On 14/04/20(Tue) 10:47, Claudio Jeker wrote:
> On Tue, Apr 14, 2020 at 10:08:54AM +0200, Martin Pieuchot wrote:
> > Thanks for all the inputs, updated diff below.
> > 
> > On 13/04/20(Mon) 03:20, Alexandr Nedvedicky wrote:
> > > On Sun, Apr 12, 2020 at 07:02:43PM +0200, Mark Kettenis wrote:
> > > > > From: "Theo de Raadt" <[email protected]>
> > > > > Date: Sun, 12 Apr 2020 10:28:59 -0600
> > > > > 
> > > > > > +     if ((p->p_flag & P_SYSTEM) &&
> > > > > > +         (strncmp(p->p_p->ps_comm, "softnet", 7) == 0))
> > > > > 
> > > > > Wow that is ugly.  
> > > > 
> > > > A better approach might be to store a pointer to the softnet task's
> > > > struct proc in a global variable and check that.  That is what we do
> > > > for the pagedaemon for example.
> > 
> > Diff below implements that by introducing the in_taskq() function, any
> > comment on that approach?
> > 
> > >     I'm not sure same thing would work for network task. Currently
> > >     there is a single instance of pagedaemon, however we hope to
> > >     have more network tasks running in parallel.
> > 
> > Let's concentrate on the present.  More work is required to have
> > multiple network tasks running in parallel anyway ;)
> > 
> > Diff below uses NET_RLOCK_IN_SOFTNET() with a corresponding KASSERT()
> > and converts all the places where tasks are enqueued on the "softnet"
> > taskq.
> > 
> > Any other comment or concern?
> 
> I'm very concerned about this. I think this is a complicated workaround
> that will haunt us later on. I don't really understand what goes on there
> and the names don't help me that much. It just makes this even more
> confusing.

Thanks for raising your concern.

In November 2017 we introduced a reader version of the NET_LOCK().
The first goal was to allow ifconfig(8) to not block on each and every
ioctl(2) it does.  This, combined with the conversion of various ioctls
to take a read lock improved the responsiveness of ifconfig(8) under
load.

This designed has been working since then (6.2-current to 6.6-current)
and allowed us to make progress by auditing some parts of the ioctl(2)
and later sysctl(2) paths and mark them as "read only". 

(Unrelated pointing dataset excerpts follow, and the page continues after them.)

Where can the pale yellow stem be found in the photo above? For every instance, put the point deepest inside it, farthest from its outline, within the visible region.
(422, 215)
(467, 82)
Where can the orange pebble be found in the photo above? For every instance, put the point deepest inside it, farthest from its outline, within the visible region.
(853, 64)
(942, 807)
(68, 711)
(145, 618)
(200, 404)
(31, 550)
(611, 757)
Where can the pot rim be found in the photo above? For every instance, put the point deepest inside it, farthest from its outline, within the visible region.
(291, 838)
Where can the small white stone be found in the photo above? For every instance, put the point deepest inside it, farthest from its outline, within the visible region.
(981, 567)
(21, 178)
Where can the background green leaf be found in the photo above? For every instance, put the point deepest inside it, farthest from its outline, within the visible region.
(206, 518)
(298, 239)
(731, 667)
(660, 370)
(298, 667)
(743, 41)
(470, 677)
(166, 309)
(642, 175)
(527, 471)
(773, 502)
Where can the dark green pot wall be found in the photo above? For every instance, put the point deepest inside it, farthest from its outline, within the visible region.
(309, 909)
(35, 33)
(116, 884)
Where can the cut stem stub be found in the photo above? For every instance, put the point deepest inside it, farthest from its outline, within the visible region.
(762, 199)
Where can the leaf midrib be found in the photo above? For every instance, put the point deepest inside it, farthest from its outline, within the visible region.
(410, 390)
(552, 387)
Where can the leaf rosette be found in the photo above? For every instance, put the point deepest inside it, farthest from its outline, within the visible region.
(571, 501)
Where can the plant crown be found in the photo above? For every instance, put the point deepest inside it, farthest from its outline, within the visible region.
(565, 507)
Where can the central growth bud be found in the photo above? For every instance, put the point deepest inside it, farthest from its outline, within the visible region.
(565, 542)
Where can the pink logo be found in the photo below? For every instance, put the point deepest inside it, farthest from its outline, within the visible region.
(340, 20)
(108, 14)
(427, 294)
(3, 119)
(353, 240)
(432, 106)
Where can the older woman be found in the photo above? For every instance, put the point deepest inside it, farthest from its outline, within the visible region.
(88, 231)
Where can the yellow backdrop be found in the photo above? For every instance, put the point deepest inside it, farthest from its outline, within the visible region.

During this release cycle, and after 4 releases working with the above
mentioned designed, a programming mistake has been made.  This mistake
has, in my opinion, nothing to do with design.  However it made it clear
that we do not understand what the current architecture is.  So the goal
of this renaming is to explicitly state what the current locks are for.

> Shouldn't we fix the network stack so that it actually can use read locks
> and with that multiple concurrent threads instead? Here the main problem
> seems to be that solock needs to finally grow up to a real individual lock.

Sure we can.  This isn't something orthogonal to this diff.

However throwing this diff away and going back to a single NET_LOCK()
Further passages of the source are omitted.